On Tuesday, the council also passed a bill on second and final reading that would establish a policy to protect and restore wetlands.

Under Bill 91, wetland areas will be identified and mapped if they contain at least two indicators of hydrology (evidence of groundwater, hydric soils and hydric vegetation). The legislation intends to prohibit the loss of additional wetlands to development and ensure the perpetuation of these areas that help maintain a healthy watershed, according to a news releae from Council Member Kelly Takaya King on Wednesday.

King pointed out that wetlands offer habitat for important species and also help capture and filter runoff during storms.

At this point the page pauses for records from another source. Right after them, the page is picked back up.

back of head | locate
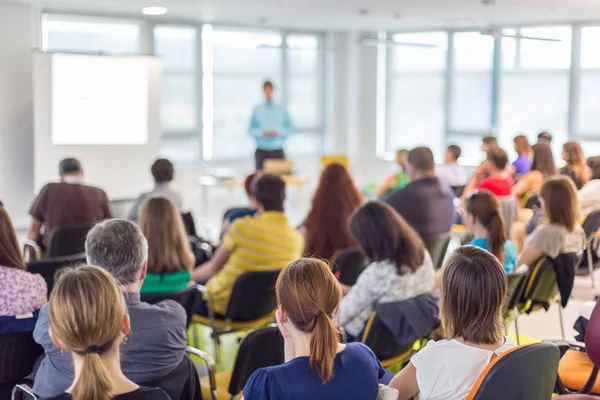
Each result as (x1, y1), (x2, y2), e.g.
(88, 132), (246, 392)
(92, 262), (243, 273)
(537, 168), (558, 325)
(349, 201), (425, 274)
(85, 219), (148, 285)
(563, 141), (588, 184)
(538, 131), (553, 144)
(0, 207), (25, 270)
(253, 174), (286, 212)
(513, 135), (531, 155)
(59, 158), (83, 177)
(276, 258), (342, 383)
(151, 158), (175, 184)
(482, 136), (499, 150)
(486, 148), (509, 171)
(540, 176), (579, 232)
(244, 171), (262, 200)
(531, 143), (556, 177)
(447, 145), (461, 162)
(49, 265), (126, 400)
(138, 197), (194, 274)
(304, 164), (362, 259)
(588, 156), (600, 180)
(441, 246), (507, 345)
(465, 190), (506, 262)
(408, 147), (435, 174)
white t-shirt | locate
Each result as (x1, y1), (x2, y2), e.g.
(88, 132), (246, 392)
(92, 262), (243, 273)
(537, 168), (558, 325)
(411, 336), (516, 400)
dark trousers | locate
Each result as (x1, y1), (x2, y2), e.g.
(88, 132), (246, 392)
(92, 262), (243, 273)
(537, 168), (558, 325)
(255, 148), (285, 171)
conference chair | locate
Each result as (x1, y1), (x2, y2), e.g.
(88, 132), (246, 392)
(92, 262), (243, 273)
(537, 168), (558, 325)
(332, 248), (367, 286)
(524, 193), (542, 211)
(503, 265), (529, 344)
(451, 185), (465, 198)
(193, 270), (281, 366)
(200, 327), (284, 400)
(141, 283), (202, 328)
(576, 210), (600, 288)
(555, 396), (599, 399)
(554, 298), (600, 395)
(0, 330), (43, 400)
(47, 222), (94, 258)
(27, 252), (86, 296)
(422, 234), (451, 270)
(465, 342), (560, 400)
(222, 207), (254, 223)
(182, 211), (198, 237)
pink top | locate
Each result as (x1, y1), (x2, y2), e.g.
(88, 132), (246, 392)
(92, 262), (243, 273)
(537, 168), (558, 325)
(0, 265), (47, 316)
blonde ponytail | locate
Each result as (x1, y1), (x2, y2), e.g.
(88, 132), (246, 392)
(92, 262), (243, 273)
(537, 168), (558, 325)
(72, 352), (114, 400)
(309, 312), (340, 383)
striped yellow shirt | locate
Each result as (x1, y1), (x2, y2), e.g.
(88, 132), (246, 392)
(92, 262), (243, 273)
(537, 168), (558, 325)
(206, 211), (304, 314)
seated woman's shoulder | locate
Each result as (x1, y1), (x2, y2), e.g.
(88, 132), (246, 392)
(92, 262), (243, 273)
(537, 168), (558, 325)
(243, 368), (281, 400)
(122, 386), (171, 399)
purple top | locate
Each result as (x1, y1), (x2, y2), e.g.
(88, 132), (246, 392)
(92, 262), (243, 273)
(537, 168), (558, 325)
(512, 154), (532, 175)
(0, 265), (47, 316)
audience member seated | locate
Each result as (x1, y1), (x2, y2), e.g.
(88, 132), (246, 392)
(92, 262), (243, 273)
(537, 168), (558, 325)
(43, 265), (170, 400)
(464, 190), (517, 273)
(390, 246), (516, 400)
(376, 149), (409, 198)
(127, 158), (183, 222)
(33, 219), (187, 398)
(228, 172), (261, 224)
(512, 142), (556, 202)
(192, 174), (303, 316)
(242, 258), (389, 399)
(517, 176), (586, 267)
(509, 134), (532, 178)
(28, 158), (112, 251)
(481, 136), (499, 153)
(301, 163), (363, 260)
(437, 144), (468, 189)
(0, 206), (46, 316)
(560, 141), (588, 190)
(338, 201), (434, 341)
(138, 197), (195, 294)
(537, 130), (553, 145)
(464, 148), (514, 198)
(579, 156), (600, 215)
(384, 147), (455, 238)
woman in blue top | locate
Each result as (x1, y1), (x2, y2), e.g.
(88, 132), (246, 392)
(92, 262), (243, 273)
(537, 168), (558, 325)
(243, 258), (389, 400)
(465, 190), (517, 273)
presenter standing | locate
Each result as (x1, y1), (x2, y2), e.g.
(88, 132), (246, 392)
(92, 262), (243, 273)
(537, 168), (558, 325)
(249, 81), (292, 171)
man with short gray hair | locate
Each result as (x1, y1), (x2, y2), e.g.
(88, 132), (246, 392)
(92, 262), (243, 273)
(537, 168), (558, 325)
(33, 219), (187, 398)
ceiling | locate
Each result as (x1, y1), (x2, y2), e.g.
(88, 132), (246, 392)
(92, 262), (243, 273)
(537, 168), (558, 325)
(7, 0), (600, 31)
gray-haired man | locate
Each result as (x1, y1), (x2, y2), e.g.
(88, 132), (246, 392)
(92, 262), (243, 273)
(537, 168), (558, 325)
(33, 219), (187, 397)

“Wetlands are essential for environmental health, biodiversity, protection of the marine environment and coral reefs, flood mitigation and protection of property and fresh water resources,” said King, who chairs the Climate Action, Resilience and Environment Committee. “Wetlands play an important role in Hawaiian culture, and we rely on them for erosion control and protection of endangered species as well as freshwater and ocean water quality.”

South Maui experiences frequent major flooding — causing significant erosion, power outages, transportation delays and other issues — as seen recently during the Kona low storm that hit the islands in December, the news release said. Flooding also impacted South Maui coastal areas earlier this month after nearly two inches of rain fell in a short period of time.

“In December 2021, we were able to see what happens when you try to wipe out a wetlands system from existence,” said testifier Brandi Corpuz. “We need this wetlands bill to help stop several projects proposed on our wetlands and to protect what little bit of wetland resources we have left in Maui County.”